Marxism gets this completely backward, as does its first cousin, fascism. It posits vast cultural structures that shape the individual to a collective will. Yet there aren’t any cultural structures beyond the conscious comprehension of the individual, just as there are no pagan gods.

A Second Opinion

So here’s a second opinion on Kronman’s diagnosis: The disease that afflicts the American academy is not caused by the pathogen of egalitarianism from without. It is a cancer produced by the excesses of analytic philosophy and structuralist thinking within.
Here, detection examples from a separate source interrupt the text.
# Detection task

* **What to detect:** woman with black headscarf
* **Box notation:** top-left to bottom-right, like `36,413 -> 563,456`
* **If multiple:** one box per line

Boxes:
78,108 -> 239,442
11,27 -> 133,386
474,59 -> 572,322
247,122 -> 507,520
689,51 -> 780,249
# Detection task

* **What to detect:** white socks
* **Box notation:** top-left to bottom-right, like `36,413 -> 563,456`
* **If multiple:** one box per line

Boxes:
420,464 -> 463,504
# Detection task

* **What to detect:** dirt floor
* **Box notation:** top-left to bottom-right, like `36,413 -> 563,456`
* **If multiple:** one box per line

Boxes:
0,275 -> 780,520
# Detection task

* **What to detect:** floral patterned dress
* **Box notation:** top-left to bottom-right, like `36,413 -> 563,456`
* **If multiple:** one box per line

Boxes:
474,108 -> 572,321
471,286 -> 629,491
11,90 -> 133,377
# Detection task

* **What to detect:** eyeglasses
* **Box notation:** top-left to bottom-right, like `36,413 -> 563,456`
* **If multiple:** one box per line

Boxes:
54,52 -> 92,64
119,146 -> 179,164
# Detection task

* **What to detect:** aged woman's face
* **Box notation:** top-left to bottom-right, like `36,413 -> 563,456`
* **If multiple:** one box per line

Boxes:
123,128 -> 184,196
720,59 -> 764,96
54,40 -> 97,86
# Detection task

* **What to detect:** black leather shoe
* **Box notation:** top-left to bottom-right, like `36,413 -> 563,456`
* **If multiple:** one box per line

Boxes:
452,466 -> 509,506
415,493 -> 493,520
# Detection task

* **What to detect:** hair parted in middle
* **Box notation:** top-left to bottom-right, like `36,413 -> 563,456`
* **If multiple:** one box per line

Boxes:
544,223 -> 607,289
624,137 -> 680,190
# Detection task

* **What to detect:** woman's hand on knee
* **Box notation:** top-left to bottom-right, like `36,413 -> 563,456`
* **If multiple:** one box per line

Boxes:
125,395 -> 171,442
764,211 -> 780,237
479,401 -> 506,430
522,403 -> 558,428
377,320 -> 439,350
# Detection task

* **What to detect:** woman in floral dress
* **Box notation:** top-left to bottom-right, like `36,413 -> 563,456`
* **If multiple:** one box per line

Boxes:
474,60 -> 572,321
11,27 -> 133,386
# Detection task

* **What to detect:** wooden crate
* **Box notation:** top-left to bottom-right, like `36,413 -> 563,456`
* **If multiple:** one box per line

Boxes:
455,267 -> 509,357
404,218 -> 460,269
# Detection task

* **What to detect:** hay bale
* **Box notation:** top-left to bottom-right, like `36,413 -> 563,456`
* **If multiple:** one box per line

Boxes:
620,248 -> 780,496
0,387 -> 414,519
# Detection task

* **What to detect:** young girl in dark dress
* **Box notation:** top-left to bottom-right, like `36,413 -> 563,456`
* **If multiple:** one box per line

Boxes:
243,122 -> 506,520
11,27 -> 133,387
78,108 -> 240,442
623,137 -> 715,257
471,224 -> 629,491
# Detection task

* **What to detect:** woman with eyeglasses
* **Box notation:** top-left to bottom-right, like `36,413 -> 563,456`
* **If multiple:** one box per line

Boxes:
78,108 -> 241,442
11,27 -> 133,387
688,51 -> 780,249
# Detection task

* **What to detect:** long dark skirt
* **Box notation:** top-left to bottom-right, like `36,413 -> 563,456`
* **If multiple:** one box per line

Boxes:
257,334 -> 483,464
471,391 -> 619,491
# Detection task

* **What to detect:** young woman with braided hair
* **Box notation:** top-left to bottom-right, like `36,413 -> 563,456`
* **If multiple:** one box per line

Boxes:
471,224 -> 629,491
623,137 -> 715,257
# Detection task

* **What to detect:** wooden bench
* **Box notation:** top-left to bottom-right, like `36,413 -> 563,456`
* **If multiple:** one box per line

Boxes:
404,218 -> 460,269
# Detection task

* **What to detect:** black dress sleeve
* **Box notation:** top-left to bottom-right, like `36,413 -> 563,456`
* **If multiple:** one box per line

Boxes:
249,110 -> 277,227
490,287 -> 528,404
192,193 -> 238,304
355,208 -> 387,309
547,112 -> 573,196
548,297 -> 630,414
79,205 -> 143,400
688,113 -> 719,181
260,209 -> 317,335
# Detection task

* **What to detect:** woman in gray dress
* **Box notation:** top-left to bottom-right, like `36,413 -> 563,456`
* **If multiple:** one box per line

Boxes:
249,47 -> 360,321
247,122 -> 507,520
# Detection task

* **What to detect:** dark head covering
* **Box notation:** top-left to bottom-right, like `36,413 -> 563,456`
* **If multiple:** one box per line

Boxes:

The cure is not a restoration of an aristocracy of the mind that never really existed to begin with. It is instead radical surgery followed by massive doses of radiation and chemotherapy. Departments based on the self-immolating, bellybutton gaze of critical theory, the desire to harness philosophical inquiry to the broken-down nag of Marxist analysis, and the promulgation of grouping humans by the grapeshot categories of race and sex must be cut out. Excised. Burnt in the hospital incinerator. Any academic area with the word “studies” or “theory” at the end must go.

We will also need to take a good bit of seemingly healthy tissue along with the cancerous masses—that is, much of what used to be called the humanities and almost all of the social sciences will have to be eliminated. Can anyone outside the academy believe that sociology or criminology deal with reality as we know it?

They are propaganda tools. Psychology 101 has become a hobbyhorse for those desiring to attack the foundations of conceptual thinking. Things such as “confirmation bias,” the “halo effect,” and “cognitive dissonance” are Polonius-like truisms masquerading as disturbing insights. American society is well protected against them through our democratic institutions and free markets. It is the academy that is vulnerable.

Kronman’s impulse to bring academic excellence back to the heart of the American university is good. His proposed solution is wishful rationalization. Aristotle was right: Man is the thinking animal. It is both our evolutionary adaptation and the trait that places us beyond evolution itself. Like intertwined, mutually supportive vines, evolution and religion, reason and art, have arrived at the same high point in the formation of human nature.

This amazing confluence is what we see in man—who is simultaneously the crown of nature and a child of heaven. Man, the individual, is the proper subject and end point of the humanities. He is their purpose for existing. It says so right there in the name. We can rightly say to Kronman: O, aristocratic physician of the mind, go back to school and heal thyself! Otherwise, the end of everything you hold dear is fast on the way—and the death of the humanities in the academy will have been your own fault.